To brown the butter:
In a medium sauce pan, melt the butter over medium heat. Allow the butter to come to a boil. Reduce heat to maintain a simmer. Foam will form and then subside. Butter solids will become visible as white flakes. When the white flakes begin to turn brown, remove the pan from the heat. And pour through a fine sieve into a bowl. I do not line my sieve with cheesecloth or a coffee filter because I want the small bits milk solids to remain. They fleck the frosting with tiny bits of extra deliciousness. Allow the butter to cool to room temperature, then move to the refrigerator, where it will keep well for at least a week.

Brown Butter
Browned butter, scooped into balls for easy incorporation into the frosting.
That dark brown stuff is the browned milk solids. They're delicious.

On the day you are going to make the frosting, remove the butter from the refrigerator and set aside to soften.

Mix the sugar and egg whites together in a large, heat-proof bowl, then set it over a pan of simmering water. (If you're using a stand mixer, you can just use the mixer's bowl.) Heat, whisking frequently, until the egg whites are 140 F, or hot to the touch.

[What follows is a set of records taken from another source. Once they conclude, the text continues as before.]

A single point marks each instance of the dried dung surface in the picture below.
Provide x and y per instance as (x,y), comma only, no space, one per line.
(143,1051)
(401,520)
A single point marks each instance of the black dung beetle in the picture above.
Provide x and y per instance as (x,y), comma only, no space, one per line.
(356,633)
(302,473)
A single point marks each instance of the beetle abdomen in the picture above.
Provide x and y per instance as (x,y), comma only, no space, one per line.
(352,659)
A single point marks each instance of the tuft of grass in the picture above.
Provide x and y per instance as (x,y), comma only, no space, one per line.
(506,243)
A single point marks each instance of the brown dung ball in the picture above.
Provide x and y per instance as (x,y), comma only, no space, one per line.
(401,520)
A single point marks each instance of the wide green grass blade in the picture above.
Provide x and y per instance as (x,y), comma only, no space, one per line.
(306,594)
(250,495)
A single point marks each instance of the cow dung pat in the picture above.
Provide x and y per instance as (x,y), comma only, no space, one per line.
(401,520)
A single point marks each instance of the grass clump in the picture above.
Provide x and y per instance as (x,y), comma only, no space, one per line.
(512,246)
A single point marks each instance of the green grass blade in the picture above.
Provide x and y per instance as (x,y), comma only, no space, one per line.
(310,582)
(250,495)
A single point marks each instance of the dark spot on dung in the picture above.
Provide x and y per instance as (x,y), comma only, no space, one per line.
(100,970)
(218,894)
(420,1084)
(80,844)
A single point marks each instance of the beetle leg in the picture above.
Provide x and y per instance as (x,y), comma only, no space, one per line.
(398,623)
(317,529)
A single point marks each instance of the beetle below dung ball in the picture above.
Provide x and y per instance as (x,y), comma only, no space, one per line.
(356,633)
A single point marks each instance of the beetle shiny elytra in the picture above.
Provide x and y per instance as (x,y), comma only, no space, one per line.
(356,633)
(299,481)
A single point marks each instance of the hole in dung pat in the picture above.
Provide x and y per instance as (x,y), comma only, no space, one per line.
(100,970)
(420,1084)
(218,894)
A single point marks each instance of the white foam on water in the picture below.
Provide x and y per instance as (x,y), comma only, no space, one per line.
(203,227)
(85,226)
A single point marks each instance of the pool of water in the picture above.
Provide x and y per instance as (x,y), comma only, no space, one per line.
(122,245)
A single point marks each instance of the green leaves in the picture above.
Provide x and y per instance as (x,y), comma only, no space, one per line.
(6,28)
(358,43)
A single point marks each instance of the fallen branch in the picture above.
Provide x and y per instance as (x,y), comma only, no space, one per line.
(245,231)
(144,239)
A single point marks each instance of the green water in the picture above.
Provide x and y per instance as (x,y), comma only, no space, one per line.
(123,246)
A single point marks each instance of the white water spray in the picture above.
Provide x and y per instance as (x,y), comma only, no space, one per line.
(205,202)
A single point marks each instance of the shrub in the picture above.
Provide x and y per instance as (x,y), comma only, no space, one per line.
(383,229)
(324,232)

Remove the bowl of egg whites from the double boiler and set in on the counter on a slightly damp towel to prevent slipping. Using your hand mixer at full-power, beat the eggs into a fluffy meringue until the bowl is cool to the touch. If the meringue is more than room temperature, then the butter will melt and the texture of the frosting will not be as good. If using a stand mixer, beat with the whisk attachment on high speed until the bowl is cool to the touch.  You should have a stiff, glossy meringue.  It would be a perfectly adequate frosting on its own if you were so inclined.

Swiss Meringue Not Yet Buttercream
Congratulations! You've made marshmallow fluff!

Add vanilla extract to the meringue. With the beater on high speed, begin incorporating the butter a couple of tablespoons-full at a time, pausing occasionally to scrape down the sides of the bowl with a flexible spatula.

Frosting can be used immediately, stored in the refrigerator for several days, or frozen for several months. Chilled frosting should be allowed to come to room temperature slowly over several hours, and then re-whipped before being used.


  1. Good glory. You had me at meringue.

    1. This method makes a Swiss Meringue Buttercream and they are marvelous, creamy, smooth, fluffy . . .

  2. Wow. I'm very, very impressed ... meringue and browned butter are two of my kitchen challenges. But oh, the taste. You're so right.

    Why has it never occurred to me that one could brown butter and then re-refrigerate it for use later? Like ... DUH.

    It doesn't matter that you THOUGHT about pound cake. You MADE the frosted cake, and you have some very lucky friends.

    1. We have never baked together. We should do something about that someday.

      This meringue is very forgiving. I have had most kinds of kitchen failures, but Swiss meringue buttercream always seems to work out, eventually, after a lot of mixing, and wishing I had a stand mixer, and then some more mixing.

  3. Love it! I had the idea to brown butter and then re-refrigerate it to make buttercream, but I'm on a tight budget and didn't want to have to throw it out if it didn't work. Thanks for experimenting for the rest of us. Oh, and the idea of mixing it into a SMBC!!! That just takes it to another level! My only remaining question is... How does this hold up outside on a warm day?

    1. I would not use a SMCB outside on a warm day. Have you tried a cooked flour frosting? They hold up a bit better, and you could use brown butter.

  4. This is just regular sugar, not confectioners' sugar, right? It's just possible that I might decide my life is too simple and that I need to make this tomorrow.

  5. It is just regular granulated sugar. It will dissolve when you cook the egg whites.

  6. Just FYI, I made a small amount using 1 egg white, a stick and a half of butter (6oz), and 1/4 + 1/8 cups of sugar. 1/2 teasp vanilla. It worked out perfectly, even though my butter came out a little darker than yours.